A rebel fighter monitors a street in the Old City of Aleppo yesterday. Aleppo, Syria’s second city and former industrial powerhouse, has been divided between rebel control in the east and regime control in the west since shortly after fighting began there in mid-2012.


Agencies/Beirut

Syrian government troops yesterday used chlorine gas to push back Islamic State militants trying to capture a major air base in eastern Syria, a watchdog said.
The Syrian Observatory for Human Rights said that heavy bombardment and use of chlorine gas by troops of President Bashar al-Assad had forced the militants to stop their push into Deir al-Zor military airport.
The Britain-based Observatory, which relies on a network of activists inside Syria, added that cases of suffocation had occurred among IS fighters because of the gas.
The extremists also retreated from a hill overlooking Deir al-Zor due to intense bombardment by regime warplanes.
Earlier yesterday, fighters from the Al Qaeda splinter group began storming the air base in a bid to take full control of the oil-rich region.
Head of the Observatory Rami Abdel Rahman said IS insurgents had already captured parts of the eastern side of the air base.
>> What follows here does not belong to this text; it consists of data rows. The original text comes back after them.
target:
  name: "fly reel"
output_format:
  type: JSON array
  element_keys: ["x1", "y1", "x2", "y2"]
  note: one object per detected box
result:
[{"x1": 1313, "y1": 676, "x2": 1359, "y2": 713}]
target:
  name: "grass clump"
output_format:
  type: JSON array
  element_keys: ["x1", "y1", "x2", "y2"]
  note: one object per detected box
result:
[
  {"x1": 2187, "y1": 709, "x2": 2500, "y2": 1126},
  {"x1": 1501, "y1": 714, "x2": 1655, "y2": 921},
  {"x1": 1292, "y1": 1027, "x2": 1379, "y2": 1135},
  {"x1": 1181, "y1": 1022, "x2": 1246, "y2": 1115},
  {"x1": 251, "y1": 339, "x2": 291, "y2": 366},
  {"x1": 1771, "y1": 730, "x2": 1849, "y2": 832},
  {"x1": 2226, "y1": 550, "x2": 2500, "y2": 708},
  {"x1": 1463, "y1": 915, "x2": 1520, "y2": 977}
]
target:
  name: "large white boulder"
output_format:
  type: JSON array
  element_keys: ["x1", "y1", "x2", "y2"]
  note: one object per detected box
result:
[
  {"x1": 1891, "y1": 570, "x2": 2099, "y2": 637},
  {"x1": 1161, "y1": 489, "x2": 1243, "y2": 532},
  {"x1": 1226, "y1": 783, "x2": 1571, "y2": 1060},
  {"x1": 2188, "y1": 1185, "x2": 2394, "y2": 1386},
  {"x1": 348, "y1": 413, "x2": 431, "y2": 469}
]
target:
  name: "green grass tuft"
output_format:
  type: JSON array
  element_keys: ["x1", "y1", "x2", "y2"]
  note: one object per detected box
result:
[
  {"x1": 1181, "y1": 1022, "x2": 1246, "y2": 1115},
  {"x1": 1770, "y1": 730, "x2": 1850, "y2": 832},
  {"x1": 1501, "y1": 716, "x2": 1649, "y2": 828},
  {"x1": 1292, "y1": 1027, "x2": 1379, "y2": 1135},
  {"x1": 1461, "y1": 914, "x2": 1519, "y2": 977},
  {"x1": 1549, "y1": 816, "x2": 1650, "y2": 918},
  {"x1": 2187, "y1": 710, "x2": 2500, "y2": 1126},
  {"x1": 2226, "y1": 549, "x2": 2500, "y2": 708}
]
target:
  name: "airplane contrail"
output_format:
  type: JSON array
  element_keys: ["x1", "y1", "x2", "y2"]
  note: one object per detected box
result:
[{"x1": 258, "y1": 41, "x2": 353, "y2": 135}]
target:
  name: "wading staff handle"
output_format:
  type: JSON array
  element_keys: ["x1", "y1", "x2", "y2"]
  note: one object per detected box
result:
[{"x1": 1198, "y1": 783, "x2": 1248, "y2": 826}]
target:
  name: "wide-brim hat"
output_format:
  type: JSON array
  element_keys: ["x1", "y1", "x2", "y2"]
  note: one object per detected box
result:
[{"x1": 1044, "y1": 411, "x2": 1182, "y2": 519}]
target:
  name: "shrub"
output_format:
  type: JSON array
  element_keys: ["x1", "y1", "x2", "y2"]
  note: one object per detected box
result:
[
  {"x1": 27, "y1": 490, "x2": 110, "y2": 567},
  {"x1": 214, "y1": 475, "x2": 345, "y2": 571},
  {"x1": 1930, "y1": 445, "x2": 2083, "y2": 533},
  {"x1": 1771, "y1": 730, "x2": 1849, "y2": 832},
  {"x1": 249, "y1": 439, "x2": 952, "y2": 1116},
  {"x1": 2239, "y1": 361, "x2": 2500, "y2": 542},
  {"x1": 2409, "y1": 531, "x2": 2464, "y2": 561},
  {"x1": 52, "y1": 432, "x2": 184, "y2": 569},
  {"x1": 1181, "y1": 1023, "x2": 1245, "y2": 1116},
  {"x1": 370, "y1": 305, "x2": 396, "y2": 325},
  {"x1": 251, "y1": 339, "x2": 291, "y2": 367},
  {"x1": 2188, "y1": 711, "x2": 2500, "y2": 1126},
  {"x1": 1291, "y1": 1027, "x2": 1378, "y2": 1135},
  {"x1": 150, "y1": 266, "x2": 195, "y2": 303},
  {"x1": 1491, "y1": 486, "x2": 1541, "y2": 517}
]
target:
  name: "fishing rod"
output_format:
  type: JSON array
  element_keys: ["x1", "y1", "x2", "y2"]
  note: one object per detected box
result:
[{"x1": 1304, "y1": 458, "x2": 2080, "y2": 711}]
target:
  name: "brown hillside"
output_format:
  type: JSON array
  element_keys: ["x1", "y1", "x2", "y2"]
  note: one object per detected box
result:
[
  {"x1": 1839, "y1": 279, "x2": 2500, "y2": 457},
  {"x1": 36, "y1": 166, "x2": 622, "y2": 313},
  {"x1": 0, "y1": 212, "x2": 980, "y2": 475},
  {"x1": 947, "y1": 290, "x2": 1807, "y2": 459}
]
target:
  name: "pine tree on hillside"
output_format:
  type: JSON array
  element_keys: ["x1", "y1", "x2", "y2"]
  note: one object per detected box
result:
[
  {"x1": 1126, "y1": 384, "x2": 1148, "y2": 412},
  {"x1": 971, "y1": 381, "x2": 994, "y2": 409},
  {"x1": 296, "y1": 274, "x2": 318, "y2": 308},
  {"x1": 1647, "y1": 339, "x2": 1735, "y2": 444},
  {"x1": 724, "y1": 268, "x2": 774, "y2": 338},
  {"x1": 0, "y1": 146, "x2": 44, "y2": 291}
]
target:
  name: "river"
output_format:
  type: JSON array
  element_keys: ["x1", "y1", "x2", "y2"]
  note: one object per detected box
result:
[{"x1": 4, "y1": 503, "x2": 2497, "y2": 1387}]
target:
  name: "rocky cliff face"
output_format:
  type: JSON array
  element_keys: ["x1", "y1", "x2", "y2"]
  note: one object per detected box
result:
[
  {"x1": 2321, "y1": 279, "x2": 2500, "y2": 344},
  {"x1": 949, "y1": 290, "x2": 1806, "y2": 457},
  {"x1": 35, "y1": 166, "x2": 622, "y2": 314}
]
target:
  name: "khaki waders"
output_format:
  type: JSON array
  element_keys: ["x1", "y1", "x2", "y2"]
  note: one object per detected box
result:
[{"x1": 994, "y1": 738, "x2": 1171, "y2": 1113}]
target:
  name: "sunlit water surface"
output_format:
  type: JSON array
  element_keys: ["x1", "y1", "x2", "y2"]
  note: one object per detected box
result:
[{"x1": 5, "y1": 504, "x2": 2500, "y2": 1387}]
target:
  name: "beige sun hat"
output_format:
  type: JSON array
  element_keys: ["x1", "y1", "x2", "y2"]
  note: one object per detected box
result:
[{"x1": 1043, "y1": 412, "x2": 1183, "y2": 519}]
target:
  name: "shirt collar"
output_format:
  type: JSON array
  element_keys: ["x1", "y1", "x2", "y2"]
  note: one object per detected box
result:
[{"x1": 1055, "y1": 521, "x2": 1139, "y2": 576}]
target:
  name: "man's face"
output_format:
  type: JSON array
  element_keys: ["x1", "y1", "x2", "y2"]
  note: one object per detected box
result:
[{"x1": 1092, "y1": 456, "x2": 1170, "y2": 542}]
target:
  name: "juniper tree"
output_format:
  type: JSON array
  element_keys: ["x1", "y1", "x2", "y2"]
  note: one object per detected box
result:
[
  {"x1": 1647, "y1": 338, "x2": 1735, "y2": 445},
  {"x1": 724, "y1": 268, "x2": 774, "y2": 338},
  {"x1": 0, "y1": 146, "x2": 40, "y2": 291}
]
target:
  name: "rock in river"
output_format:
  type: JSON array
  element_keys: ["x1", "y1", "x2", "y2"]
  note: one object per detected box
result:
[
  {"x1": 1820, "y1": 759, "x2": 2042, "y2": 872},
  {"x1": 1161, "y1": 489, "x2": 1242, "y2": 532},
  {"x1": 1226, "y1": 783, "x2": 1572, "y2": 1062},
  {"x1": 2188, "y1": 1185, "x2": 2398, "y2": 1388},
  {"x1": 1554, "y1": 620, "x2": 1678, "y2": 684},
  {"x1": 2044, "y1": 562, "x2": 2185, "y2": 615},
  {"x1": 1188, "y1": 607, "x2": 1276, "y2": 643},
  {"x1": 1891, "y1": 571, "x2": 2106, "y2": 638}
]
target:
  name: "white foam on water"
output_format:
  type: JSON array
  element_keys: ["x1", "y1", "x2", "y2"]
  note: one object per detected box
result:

At least 101 extremists and 51 regime troops have been killed in clashes, air strikes and suicide attacks in the area in the past three days, according to the Observatory.      
Syrian television meanwhile reported a campaign by the army against what it called “terrorists” - a term used to describe rebels fighting to oust Assad.
“Our brave troops managed to hit an Islamic State convoy near the Deir al-Zor military airport,” the broadcaster said without giving further details.
The militant group began an offensive this week to capture the air base, one of the regime’s last strongholds in the province.
Deir al-Zor lies between the IS-controlled province of Raqa and the Iraqi border. Losing the battle of Deir al-Zor would be a major blow for Assad’s regime.
Deir al-Zor would be the second Syrian province after Raqa to fall into the hands of IS, which already controls considerable swathes of territory in Iraq.
Islamic State has been under pressure from US air strikes in Syria since September, but that has not stopped it from launching attacks on Assad’s forces and other targets to expel government forces and rival rebels.